With his insistence on introducing
'ius scholae' - the possibility of foreign minors getting
Italian citizenship if they complete one or two school cycles -
Forza Italia (FI) leader, Deputy Premier and Foreign minister
Antonio Tajani is risking undermining government stability,
League Senate Whip Massimiliano Romeo said on Italian TV
Thursday night.
The centre-right FI has said it may push for ius scholae with
the opposition while its government partners, the rightwing
League and Premier Giorgia Meloni's Brothers of Italy (FdI)
party, are dead set against it.
The centre-left opposition Democratic Party (PD) and its
leftwing allies are actually in favour of 'ius solis', automatic
citizenship by birth on Italian soil, but have said they would
work with Tajani on ius scholae as a compromise.
"The ius scholae is not in the centre-right's electoral
programme, it is not a priority and it is not on the
government's agenda, so it is clear that it is hard to
understand our Forza Italia colleagues," Romeo said on the
programme '4 di sera' on Berlusconi channel Rete4.
"Tajani's insistence does not so much bother the League, which
has a clear position of its own and reiterates its no, but since
it offers a platform to the oppositions it risks seriously
undermining the stability of the government.
"Honestly, we find it hard to understand what the point is."
Romeo went on, about FI and its possible leftwing allies on this
issue: "What do they do, present a bill in Parliament and
approve it with the votes of the left?
"What could happen?
"Honestly, we find this insistence a bit curious.
"To insist in this direction I don't know where it could lead."
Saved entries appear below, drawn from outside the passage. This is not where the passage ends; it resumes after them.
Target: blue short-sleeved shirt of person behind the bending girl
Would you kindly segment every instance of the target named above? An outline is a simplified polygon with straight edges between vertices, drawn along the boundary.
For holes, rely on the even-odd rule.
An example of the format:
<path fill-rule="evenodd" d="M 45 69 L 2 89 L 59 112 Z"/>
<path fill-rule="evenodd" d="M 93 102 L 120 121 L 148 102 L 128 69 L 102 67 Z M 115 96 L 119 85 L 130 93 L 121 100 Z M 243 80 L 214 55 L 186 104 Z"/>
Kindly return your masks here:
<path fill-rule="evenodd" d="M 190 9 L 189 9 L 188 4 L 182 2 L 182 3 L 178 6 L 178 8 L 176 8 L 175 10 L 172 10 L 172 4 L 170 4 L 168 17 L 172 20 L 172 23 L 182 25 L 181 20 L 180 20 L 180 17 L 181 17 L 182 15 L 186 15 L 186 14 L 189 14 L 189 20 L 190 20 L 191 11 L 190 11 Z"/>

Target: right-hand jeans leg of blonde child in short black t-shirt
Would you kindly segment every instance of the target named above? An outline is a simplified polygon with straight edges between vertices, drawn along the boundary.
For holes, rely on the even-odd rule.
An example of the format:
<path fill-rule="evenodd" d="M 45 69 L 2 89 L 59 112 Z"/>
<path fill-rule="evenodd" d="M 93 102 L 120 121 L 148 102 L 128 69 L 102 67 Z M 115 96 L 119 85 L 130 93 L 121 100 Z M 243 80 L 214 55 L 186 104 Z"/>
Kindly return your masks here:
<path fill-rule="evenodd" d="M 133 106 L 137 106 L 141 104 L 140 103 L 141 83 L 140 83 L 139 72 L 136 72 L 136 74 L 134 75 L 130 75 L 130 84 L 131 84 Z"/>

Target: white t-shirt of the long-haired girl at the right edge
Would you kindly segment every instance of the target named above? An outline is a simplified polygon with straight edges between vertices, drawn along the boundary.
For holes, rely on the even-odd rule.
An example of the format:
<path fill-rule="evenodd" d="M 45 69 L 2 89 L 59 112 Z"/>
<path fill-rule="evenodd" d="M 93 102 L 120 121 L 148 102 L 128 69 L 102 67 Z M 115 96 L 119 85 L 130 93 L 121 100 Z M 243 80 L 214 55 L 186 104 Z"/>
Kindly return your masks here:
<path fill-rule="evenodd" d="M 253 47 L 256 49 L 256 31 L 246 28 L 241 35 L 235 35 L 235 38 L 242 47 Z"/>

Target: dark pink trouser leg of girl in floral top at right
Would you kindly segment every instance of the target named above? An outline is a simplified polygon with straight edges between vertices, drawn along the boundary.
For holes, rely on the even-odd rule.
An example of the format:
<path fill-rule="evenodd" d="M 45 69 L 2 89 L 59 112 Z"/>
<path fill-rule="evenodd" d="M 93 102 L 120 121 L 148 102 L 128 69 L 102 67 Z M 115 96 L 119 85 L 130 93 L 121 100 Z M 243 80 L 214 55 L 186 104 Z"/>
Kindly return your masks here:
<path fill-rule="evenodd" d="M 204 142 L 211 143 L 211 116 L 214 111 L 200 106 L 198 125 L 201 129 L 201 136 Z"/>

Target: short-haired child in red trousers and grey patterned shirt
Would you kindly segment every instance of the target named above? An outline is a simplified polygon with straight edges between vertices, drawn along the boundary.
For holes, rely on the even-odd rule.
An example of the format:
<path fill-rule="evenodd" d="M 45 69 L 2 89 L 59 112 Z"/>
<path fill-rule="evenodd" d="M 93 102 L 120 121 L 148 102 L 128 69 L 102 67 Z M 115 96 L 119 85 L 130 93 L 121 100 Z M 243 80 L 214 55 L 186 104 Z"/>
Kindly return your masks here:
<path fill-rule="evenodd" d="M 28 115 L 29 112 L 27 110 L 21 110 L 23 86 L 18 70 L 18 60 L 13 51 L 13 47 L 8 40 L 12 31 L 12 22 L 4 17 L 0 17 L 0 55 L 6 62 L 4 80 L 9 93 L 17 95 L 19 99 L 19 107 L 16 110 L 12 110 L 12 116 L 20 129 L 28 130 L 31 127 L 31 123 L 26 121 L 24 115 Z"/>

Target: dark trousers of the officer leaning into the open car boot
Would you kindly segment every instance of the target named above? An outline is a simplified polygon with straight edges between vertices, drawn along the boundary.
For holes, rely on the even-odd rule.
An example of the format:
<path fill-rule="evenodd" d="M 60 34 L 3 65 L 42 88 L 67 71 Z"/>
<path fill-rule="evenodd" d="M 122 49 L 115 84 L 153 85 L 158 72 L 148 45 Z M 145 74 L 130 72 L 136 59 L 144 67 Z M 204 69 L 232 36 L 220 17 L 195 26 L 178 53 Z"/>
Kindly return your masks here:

Tajain meanwhile said he refuses "impositions" and claims the
right to talk about issues that 'are not in the government's
programme, like ius scholae.
"Being Italian is not linked to (having) seven generations (of
ancestors)," he added.
While FI and the League are increasingly at loggerheads over the
issue, Premier Meloni or any senior FdI figure have yet to speak
out about it.
However, the premier is said to be more sympathetic to the
League than to FI on the 'ius scholae', since she did not
campaign on it and has said in the past that Italian citizenship
rules are fine as they are.
The issue of citizenship for the children of immigrants has come
to the fore again with the victory of Italy's women's volleyball
team at the Paris Olympics, where its star performers, like
Paola Egonu who is of Nigerian heritage, where almost all
children of migrants.
At present such children have to wait until they are 18 to apply
for citizenship, a situation which the PD and other leftwing
parties have long argued is unacceptable.